Guillermo Reyes’ “Men on the Verge of a His-Panic Breakdown,” now at Highways, bitterly satirizes the efforts of gay Latino immigrants to assimilate into a hostile status quo. It was first seen in 1994 at the Celebration Theater, in a celebrated one-man production starring the pyrotechnical Felix A. Pire in a crackling staging by Joseph Megel.

The current offering, which has been retooled as a two-man show featuring Gil Ferrales and Ron Garcia, is bafflingly bad, a pale facsimile of the original that leaves one pondering not only what went wrong, but the evanescence of the theatrical experience in general.
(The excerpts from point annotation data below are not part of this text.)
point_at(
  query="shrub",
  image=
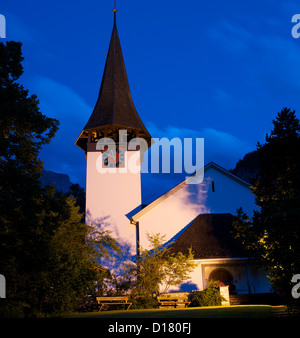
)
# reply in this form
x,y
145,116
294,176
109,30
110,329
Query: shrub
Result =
x,y
208,297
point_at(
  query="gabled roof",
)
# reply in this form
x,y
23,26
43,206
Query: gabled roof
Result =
x,y
183,183
210,236
114,107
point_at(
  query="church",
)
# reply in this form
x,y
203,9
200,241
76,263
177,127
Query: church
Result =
x,y
189,215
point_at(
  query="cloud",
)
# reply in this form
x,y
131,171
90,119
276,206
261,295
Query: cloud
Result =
x,y
220,147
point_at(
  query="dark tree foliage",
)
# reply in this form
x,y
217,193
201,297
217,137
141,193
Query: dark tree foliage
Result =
x,y
47,255
273,233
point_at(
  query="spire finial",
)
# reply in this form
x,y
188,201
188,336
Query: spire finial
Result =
x,y
115,11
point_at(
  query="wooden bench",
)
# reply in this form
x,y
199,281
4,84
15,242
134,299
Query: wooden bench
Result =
x,y
109,301
173,301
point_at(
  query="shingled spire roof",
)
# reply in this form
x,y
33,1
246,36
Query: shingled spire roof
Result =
x,y
114,106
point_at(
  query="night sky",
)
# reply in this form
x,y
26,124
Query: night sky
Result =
x,y
219,70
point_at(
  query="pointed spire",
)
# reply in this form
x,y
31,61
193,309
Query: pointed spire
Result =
x,y
114,107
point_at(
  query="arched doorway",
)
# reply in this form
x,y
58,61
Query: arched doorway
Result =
x,y
223,276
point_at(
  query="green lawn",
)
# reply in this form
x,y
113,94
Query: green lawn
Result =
x,y
239,311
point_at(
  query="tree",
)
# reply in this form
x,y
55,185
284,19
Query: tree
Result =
x,y
273,233
47,255
157,267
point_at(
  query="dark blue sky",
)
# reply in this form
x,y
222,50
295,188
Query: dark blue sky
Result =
x,y
219,70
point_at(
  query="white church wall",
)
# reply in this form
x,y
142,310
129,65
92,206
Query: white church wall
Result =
x,y
111,195
258,281
175,210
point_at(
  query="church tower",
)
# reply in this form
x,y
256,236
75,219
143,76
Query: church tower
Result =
x,y
113,176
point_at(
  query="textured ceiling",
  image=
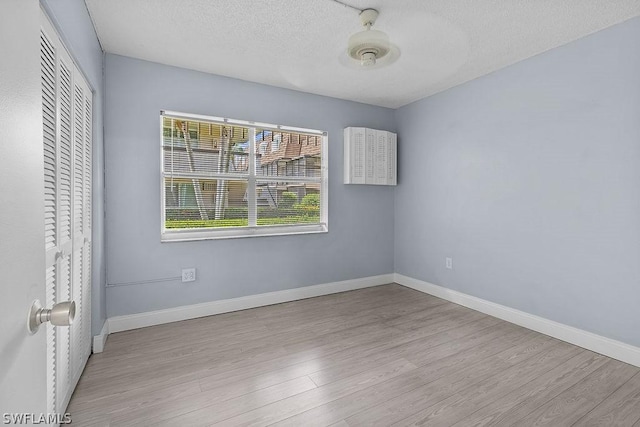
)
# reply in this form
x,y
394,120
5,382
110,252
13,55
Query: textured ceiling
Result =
x,y
297,44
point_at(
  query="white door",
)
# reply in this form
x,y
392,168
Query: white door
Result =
x,y
67,136
22,356
45,220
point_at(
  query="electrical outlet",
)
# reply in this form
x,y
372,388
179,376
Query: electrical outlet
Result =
x,y
188,274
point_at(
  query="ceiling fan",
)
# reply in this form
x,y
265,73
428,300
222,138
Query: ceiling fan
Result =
x,y
370,49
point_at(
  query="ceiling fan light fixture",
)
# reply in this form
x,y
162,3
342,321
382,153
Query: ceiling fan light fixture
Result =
x,y
369,46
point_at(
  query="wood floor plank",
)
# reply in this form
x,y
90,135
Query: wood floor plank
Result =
x,y
286,408
402,406
373,356
622,408
372,397
534,394
468,400
569,406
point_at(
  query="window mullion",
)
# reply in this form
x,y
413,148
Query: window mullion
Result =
x,y
252,199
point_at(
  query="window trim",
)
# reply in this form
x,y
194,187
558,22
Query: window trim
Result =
x,y
252,230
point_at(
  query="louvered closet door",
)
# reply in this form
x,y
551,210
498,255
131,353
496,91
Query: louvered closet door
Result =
x,y
66,107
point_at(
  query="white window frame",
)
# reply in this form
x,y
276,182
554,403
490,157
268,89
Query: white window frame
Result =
x,y
252,230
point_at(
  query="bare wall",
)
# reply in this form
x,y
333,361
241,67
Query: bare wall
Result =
x,y
529,178
360,238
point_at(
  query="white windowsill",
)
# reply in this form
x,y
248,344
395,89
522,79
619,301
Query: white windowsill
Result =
x,y
191,234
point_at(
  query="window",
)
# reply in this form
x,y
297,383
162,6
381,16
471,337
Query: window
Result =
x,y
225,178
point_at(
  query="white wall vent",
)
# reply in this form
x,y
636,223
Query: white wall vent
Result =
x,y
370,156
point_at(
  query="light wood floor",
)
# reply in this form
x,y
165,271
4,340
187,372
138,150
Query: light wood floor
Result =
x,y
383,356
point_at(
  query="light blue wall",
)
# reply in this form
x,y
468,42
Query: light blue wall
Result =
x,y
529,178
76,29
360,238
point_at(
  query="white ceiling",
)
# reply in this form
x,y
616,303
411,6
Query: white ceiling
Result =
x,y
297,44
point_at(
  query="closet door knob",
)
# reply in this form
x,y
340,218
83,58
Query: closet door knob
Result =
x,y
61,314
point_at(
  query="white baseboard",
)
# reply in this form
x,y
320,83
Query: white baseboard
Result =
x,y
158,317
606,346
100,339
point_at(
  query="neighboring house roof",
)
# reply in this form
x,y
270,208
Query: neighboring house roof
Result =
x,y
287,147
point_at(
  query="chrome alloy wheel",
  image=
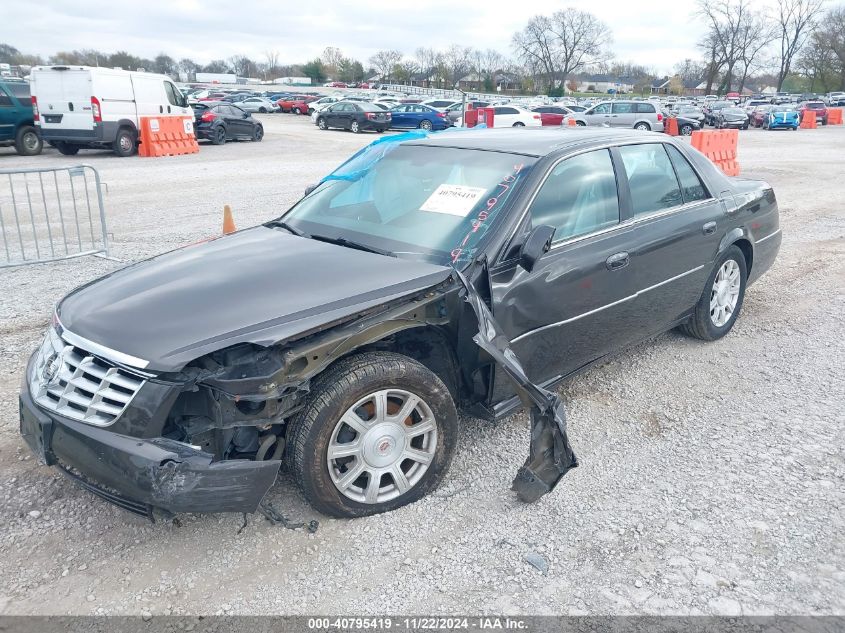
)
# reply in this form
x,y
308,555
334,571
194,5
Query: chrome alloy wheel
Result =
x,y
382,446
725,293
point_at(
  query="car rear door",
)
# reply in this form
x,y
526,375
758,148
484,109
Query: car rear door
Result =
x,y
575,305
678,224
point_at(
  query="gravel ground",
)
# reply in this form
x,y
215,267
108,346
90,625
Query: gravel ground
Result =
x,y
711,476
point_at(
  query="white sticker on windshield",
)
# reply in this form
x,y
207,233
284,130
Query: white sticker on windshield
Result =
x,y
453,199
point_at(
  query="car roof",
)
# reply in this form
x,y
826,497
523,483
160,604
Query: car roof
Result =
x,y
532,141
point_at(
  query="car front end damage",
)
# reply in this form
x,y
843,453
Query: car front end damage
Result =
x,y
210,437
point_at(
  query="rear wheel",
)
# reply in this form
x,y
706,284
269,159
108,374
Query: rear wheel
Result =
x,y
124,144
377,432
219,136
720,303
28,142
66,149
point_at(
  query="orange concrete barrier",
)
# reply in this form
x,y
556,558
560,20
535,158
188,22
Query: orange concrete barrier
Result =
x,y
808,120
720,146
228,220
671,127
167,136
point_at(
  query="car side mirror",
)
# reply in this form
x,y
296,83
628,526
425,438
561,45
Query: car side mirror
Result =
x,y
537,244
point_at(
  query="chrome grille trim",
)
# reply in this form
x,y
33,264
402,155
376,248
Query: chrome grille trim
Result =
x,y
74,383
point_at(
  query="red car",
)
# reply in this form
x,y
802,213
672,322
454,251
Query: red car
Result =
x,y
552,115
818,107
298,104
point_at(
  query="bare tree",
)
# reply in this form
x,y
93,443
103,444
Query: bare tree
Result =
x,y
796,20
384,61
562,44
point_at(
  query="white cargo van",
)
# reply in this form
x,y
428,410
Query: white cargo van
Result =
x,y
83,106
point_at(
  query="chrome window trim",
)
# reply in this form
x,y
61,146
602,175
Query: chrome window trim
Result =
x,y
621,225
101,350
606,306
763,239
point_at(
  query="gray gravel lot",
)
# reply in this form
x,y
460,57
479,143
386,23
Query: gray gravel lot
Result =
x,y
711,476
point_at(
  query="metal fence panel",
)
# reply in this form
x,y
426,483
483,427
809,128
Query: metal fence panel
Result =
x,y
50,214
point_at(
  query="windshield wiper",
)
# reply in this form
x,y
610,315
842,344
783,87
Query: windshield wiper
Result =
x,y
284,225
342,241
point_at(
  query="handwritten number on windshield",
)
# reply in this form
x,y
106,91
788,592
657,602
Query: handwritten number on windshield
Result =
x,y
502,188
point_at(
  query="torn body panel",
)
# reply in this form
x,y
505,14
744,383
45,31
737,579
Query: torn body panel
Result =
x,y
550,455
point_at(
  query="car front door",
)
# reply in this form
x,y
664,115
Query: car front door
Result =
x,y
399,116
575,305
676,221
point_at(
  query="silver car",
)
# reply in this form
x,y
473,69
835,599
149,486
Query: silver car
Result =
x,y
639,115
258,104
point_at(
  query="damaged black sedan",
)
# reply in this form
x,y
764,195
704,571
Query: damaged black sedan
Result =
x,y
466,270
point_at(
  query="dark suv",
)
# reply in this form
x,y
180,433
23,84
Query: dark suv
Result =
x,y
17,126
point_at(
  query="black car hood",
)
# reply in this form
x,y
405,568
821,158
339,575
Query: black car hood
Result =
x,y
260,285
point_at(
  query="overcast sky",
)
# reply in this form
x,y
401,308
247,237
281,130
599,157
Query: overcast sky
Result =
x,y
656,35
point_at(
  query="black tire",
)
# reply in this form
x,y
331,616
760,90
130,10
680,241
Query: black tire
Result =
x,y
28,141
332,394
219,136
66,149
125,143
701,325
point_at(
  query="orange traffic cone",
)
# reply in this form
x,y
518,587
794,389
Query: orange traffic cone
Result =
x,y
228,222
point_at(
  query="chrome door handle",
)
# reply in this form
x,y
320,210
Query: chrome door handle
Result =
x,y
617,261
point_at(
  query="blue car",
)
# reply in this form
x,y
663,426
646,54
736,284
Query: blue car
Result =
x,y
781,117
416,115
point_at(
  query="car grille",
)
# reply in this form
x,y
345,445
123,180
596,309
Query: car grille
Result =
x,y
77,385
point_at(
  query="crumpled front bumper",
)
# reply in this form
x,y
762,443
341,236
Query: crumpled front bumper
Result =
x,y
143,475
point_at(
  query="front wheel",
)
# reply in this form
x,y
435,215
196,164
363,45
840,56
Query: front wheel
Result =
x,y
720,303
125,143
28,142
377,432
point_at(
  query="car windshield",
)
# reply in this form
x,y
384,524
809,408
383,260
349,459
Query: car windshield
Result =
x,y
415,201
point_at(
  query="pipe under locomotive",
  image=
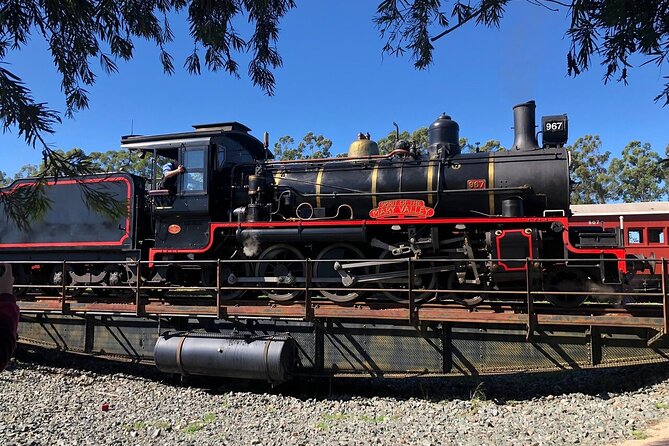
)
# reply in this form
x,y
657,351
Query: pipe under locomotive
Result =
x,y
475,222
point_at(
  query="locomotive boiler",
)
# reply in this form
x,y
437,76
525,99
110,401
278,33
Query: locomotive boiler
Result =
x,y
350,227
524,181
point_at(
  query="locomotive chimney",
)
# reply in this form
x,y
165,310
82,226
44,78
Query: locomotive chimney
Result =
x,y
523,127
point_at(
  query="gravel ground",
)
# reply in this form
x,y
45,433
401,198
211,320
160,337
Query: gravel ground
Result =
x,y
55,399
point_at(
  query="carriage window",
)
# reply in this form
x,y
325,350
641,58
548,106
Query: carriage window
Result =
x,y
655,235
193,179
635,236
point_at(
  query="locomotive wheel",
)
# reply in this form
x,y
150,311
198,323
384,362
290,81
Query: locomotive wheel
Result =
x,y
326,270
286,263
564,279
423,284
56,278
230,272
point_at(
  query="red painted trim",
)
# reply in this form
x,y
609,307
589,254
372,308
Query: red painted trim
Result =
x,y
104,179
153,252
499,248
619,253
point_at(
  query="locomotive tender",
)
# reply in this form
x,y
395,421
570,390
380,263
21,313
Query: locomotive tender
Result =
x,y
472,219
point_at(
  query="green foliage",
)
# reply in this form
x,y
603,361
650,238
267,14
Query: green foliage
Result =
x,y
589,171
613,30
311,146
637,175
492,145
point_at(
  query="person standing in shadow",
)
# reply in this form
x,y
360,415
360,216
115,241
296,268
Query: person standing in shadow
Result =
x,y
9,315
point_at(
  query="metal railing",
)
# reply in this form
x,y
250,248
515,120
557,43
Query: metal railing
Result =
x,y
525,302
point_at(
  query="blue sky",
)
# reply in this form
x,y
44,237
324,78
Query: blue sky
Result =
x,y
336,82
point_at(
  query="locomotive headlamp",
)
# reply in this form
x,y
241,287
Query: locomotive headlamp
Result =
x,y
554,130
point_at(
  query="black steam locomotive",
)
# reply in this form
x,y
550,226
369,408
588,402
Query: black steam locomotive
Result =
x,y
473,221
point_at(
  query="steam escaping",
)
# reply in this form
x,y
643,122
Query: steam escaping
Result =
x,y
251,246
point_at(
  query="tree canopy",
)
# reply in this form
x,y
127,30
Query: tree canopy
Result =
x,y
311,146
611,30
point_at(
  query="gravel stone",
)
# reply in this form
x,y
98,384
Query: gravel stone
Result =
x,y
50,398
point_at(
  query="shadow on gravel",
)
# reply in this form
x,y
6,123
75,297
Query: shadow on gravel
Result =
x,y
500,388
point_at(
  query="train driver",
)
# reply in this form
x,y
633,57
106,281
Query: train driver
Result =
x,y
170,173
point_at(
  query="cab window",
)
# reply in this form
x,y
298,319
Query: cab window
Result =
x,y
655,235
194,177
635,236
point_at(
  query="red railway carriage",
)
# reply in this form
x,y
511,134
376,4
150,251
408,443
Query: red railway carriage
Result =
x,y
641,228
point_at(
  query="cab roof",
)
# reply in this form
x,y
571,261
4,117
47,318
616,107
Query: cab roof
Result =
x,y
168,144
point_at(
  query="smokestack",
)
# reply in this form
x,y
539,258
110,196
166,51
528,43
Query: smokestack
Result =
x,y
523,127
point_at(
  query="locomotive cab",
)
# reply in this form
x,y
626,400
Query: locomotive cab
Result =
x,y
184,209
What makes a hit fade into a flop? In this case, lackluster performances and Ken McFarlane’s sluggish direction. Another key problem, however, is Reyes’ material, which has the kind of cutting-edge topicality that can quickly seem shopworn. Of-the-moment references to riots and earthquakes, once so apropos, are musty here, and Reyes’ efforts to update the proceedings are token at best. A character’s catty reference to Hillary Rodham Clinton as a foe of minimum-wage workers is particularly confusing, while the inclusion of two new sketches in an already overlong evening is ill-judged.

However, Reyes’ surreally ironic humor maintains some bite amid the prevailing turgidity. Unfortunately, even Reyes’ most vivid characterizations--a wide-eyed young illegal who encounters every obstacle with indefatigable verve, a dying flamenco drag performer who prepares for her last dance--cannot survive the overall klunkiness.


In the original show, a dancing Pire remained on stage between monologues, performing his prop and costume changes in full view of the audience--an effective device that kept the action flowing. But why, in a two-person play, does McFarlane elect to have his actors do likewise, when one performer could easily be getting ready for the next segment while the other is on stage? Ah, but that would be expediting matters. So instead, we see both Ferrales and Garcia zipping, unzipping, stripping and tripping to throbbing salsa music for interminable intervals between scenes. It’s a blunder typical of this troubled production.

Stranded in the vacuum of the uninspired staging, Ferrales tends to overact, often mistaking long pauses for emotion. A comical character with an endearingly goofy quality, Garcia fares somewhat better with his over-the-top, mile-a-minute delivery. Sometimes, we strain to understand him, but at least he provides the illusion of momentum in an otherwise stultifying evening.